2^{nd} Colloquium of Research Area KL
Date: July 12, 2013
Venue: Seminar room 1st floor, Arithmeum, Lennéstr. 2, Bonn
Programm:
15:45 | Coffee and Tee (Lounge 2nd floor, Arithmeum, Lennéstr. 2) |
16:15 | Heiko Röglin: Smoothed Analysis of the Successive Shortest Path Algorithm |
17:00 | Coffee break |
17:30 | Stephan Held: Shallow Light Steiner Arborescences |
After the Colloquium there will be the opportunity to have dinner together | |
Abstracts:
Heiko Röglin: Smoothed Analysis of the Successive Shortest Path Algorithm
The minimum-cost flow problem is a classic problem in combinatorial optimization with various applications. Several pseudo-polynomial, polynomial, and strongly polynomial algorithms have been developed in the past decades, and it seems that both the problem and the algorithms are well understood. However, some of the algorithms' running times observed in empirical studies contrast the running times obtained by worst-case analysis not only in the order of magnitude but also in the ranking when compared to each other. For example, the Successive Shortest Path (SSP) algorithm, which has an exponential worst-case running time, seems to outperform the strongly polynomial Minimum-Mean Cycle Canceling algorithm. To explain this discrepancy, we study the SSP algorithm in the framework of smoothed analysis and establish a bound of O(mn\phi‑(m + n log n)) for its smoothed running time. This shows that worst-case instances for the SSP algorithm are not robust and unlikely to be encountered in practice. (joint work with Tobias Brunsch, Kamiel Cornelissen, and Bodo Manthey)
Stephan Held: Shallow Light Steiner Arborescences
We consider the problem of constructing a Steiner arborescence broadcasting a signal from a root r to a set T of sinks in a metric space. The arborescence must obey delay bounds for each r-t-path (t in T), where the path delay is imposed by its total edge length and its inner vertices. We want to minimize the total length. Computing such arborescences is a central step in VLSI design where the problem is known as the repeater tree problem. Here it is used to compute topologies for repeater trees as well as symmetric fan-in trees, e.g. to layout parity bit functions.

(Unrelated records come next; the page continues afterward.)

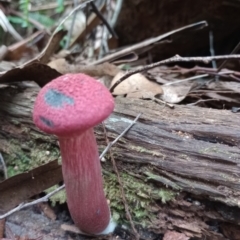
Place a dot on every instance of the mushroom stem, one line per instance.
(84, 185)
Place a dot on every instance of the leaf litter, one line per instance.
(173, 85)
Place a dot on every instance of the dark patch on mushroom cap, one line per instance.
(57, 99)
(47, 122)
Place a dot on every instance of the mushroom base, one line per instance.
(84, 185)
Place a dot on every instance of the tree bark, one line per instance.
(194, 151)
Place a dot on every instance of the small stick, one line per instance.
(4, 166)
(119, 136)
(174, 59)
(24, 205)
(124, 200)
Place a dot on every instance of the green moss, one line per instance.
(141, 197)
(59, 197)
(25, 156)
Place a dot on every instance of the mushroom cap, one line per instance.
(71, 104)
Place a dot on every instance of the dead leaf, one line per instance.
(21, 187)
(172, 235)
(135, 86)
(175, 93)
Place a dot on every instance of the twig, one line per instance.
(4, 167)
(124, 200)
(225, 62)
(99, 14)
(174, 59)
(117, 10)
(186, 79)
(71, 27)
(7, 26)
(147, 42)
(119, 136)
(24, 205)
(80, 6)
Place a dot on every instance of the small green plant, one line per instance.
(60, 6)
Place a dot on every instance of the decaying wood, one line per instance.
(194, 151)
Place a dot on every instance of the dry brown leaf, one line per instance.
(21, 187)
(135, 86)
(175, 93)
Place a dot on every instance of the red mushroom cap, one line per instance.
(71, 104)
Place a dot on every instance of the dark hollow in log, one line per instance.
(192, 150)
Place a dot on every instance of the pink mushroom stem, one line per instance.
(69, 107)
(84, 186)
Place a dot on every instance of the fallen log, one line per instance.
(179, 167)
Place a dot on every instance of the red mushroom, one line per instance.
(69, 107)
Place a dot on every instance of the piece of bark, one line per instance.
(189, 149)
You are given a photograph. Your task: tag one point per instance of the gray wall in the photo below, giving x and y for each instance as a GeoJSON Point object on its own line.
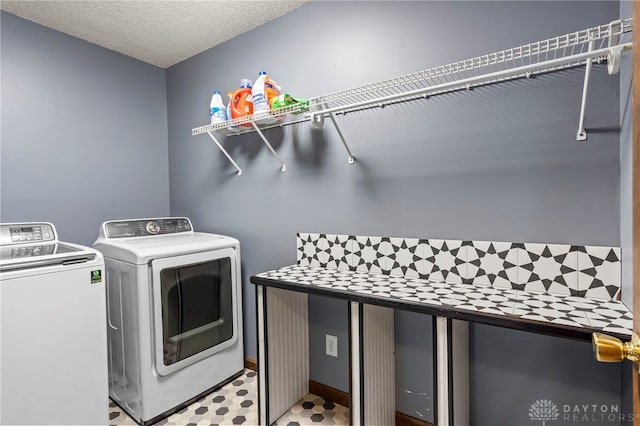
{"type": "Point", "coordinates": [500, 163]}
{"type": "Point", "coordinates": [626, 199]}
{"type": "Point", "coordinates": [84, 132]}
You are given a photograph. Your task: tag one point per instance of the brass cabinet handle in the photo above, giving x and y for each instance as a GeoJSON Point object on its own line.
{"type": "Point", "coordinates": [611, 349]}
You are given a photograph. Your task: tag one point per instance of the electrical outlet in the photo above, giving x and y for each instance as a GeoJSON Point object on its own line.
{"type": "Point", "coordinates": [332, 345]}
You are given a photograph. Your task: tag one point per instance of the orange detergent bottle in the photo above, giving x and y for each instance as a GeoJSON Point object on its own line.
{"type": "Point", "coordinates": [240, 101]}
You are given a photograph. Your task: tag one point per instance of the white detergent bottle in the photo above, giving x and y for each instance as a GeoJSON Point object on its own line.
{"type": "Point", "coordinates": [260, 102]}
{"type": "Point", "coordinates": [217, 110]}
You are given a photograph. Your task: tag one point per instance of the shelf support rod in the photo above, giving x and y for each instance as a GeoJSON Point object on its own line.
{"type": "Point", "coordinates": [350, 160]}
{"type": "Point", "coordinates": [582, 134]}
{"type": "Point", "coordinates": [225, 153]}
{"type": "Point", "coordinates": [283, 167]}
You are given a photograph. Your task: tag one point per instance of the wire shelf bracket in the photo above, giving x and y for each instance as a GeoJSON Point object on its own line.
{"type": "Point", "coordinates": [283, 167]}
{"type": "Point", "coordinates": [604, 43]}
{"type": "Point", "coordinates": [224, 151]}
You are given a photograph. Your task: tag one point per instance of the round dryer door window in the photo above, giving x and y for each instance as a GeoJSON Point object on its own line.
{"type": "Point", "coordinates": [194, 307]}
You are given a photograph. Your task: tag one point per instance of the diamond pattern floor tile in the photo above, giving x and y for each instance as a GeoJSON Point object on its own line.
{"type": "Point", "coordinates": [237, 404]}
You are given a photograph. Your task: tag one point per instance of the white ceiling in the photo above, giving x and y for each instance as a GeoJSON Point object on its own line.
{"type": "Point", "coordinates": [159, 32]}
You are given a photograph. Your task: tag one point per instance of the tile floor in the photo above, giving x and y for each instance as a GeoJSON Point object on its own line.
{"type": "Point", "coordinates": [236, 404]}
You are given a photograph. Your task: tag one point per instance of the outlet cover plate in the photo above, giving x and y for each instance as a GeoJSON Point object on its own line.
{"type": "Point", "coordinates": [331, 345]}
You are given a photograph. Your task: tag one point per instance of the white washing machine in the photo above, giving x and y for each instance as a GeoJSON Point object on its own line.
{"type": "Point", "coordinates": [174, 313]}
{"type": "Point", "coordinates": [53, 340]}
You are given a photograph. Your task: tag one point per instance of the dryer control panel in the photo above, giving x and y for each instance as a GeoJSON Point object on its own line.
{"type": "Point", "coordinates": [26, 233]}
{"type": "Point", "coordinates": [147, 227]}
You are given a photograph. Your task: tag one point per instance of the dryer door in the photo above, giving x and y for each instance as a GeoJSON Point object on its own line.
{"type": "Point", "coordinates": [195, 307]}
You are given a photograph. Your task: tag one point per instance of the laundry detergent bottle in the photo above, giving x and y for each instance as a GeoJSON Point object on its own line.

We prove that there is no constant factor approximation algorithm unless P=NP and develop a bicriteria approximation algorithm trading off signal speed (shallowness) and total length (lightness). The latter generalizes results of Khuller et al., and Elkin and Solomon who do not consider vertex delays. Finally, we demonstrate that the new algorithm improves existing algorithms on real world VLSI instances. This is joint work with Daniel Rotter.